In a 2-year placebo controlled study of 241 men aged 31-87 years treatment with Alendronate resulted in significant increases in bone density at the spine and hip compared to those seen with placebo. At the spine the men treated with Alendronate experienced a 7.1% increase in bone density versus a 1.8% increase in the placebo group. At the femoral neck the men treated with Alendronate experienced a 2.5% increase in bone density versus a 0.1% decrease in bone density with placebo. This study also found that height loss was 3 times greater in the placebo group (2.38 mm) than in the men treatment with Alendronate (0.58 mm). The incidence of spinal fractures in men treated with Alendronate was 62% less than those treated with placebo. In addition those spinal fractures resulting in sufficient pain to cause the patient to visit a Doctor occurred 78% less frequently in men treated with Alendronate than in those who received placebo.

CAN BISPHOSPHONATES BE USED AS COMBINATION THERAPY?

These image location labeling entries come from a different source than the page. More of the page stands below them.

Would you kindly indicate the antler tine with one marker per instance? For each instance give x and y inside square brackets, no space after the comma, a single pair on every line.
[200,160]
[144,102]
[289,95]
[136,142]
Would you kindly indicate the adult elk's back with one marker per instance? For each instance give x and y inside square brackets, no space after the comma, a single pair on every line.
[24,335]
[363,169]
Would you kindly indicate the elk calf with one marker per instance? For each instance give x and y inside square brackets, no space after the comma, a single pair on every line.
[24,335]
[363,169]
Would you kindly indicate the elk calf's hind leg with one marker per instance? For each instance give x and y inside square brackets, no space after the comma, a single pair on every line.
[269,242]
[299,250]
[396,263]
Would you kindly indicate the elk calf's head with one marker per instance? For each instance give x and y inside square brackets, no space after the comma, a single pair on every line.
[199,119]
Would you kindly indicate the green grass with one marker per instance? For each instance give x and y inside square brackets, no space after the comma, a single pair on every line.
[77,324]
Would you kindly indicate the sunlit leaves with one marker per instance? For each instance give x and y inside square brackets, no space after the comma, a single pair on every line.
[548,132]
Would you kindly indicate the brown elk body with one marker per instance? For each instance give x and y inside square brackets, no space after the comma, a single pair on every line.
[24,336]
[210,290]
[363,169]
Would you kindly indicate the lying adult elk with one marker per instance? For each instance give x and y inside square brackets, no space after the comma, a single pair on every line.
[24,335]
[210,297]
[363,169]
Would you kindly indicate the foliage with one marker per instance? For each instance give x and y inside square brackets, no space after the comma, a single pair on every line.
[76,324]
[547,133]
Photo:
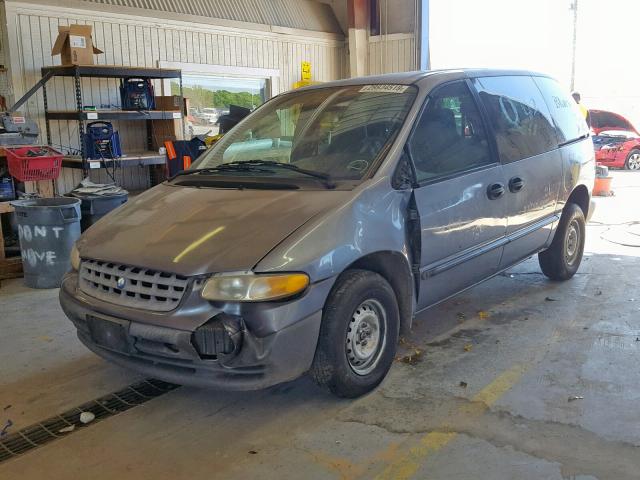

In general it is recommended to use a single antiresorptive agent in the management of osteoporosis. In certain patients however e.g. those with extremely severe disease or those who fail to respond to a single agent, combination therapy may be necessary. Adding Alendronate to patients who have been on long term hormone replacement therapy results in an increase of spine density by 2-3%. Whether this is of any benefit in further fracture reduction has not been established.

TOLERABILITY
The most common adverse events with oral bisphosphonates are gastrointestinal disturbances including abdominal discomfort, pain and diarrhoea. In general Alendronate is extremely well tolerated and the overall safety profile of Alendronate 5-20 mg is remarkably similar to that of placebo. In early marketed use some cases of esophageal irritation, oesophagitis and even esophageal ulcers were reported. Post marketing surveillance however suggested that in 61% of reported cases of oesophagitis, patients had not complied with the recommended instructions of administration. The rate of such reports has since declined despite the much more widespread use of Alendronate, suggesting increased awareness and compliance with dosing instructions. Alendronate should be taken before breakfast with at least 250 ml of water and the patient should then remain upright and not eat for at least 1⁄2 an hour. The patient should not lie down until after their first food of the day.

CONCLUSIONS
The primary objective of treating osteoporosis is to substantially reduce risk of fractures. Bisphosphonates are therefore an extremely important group of drugs for the treatment of osteoporosis because they inhibit bone resorption, increase bone density and therefore decrease risk of fractures. Alendronate is currently the most extensively investigated treatment for osteoporosis and is the only agent that has been shown in large controlled trials to increase bone density at the forearm, spine and hip and decrease the incidence of fractures at each of these sites. Early results with Risedronate look promising in terms of reduction of spine and hip fractures.

Given that treatment for osteoporosis should be long term, compliance and tolerability are important. The side effect profile of bisphosphonates is similar to that of placebo. In clinical practice oesophagitis has rarely been reported and in most cases seems to be related to inappropriate administration.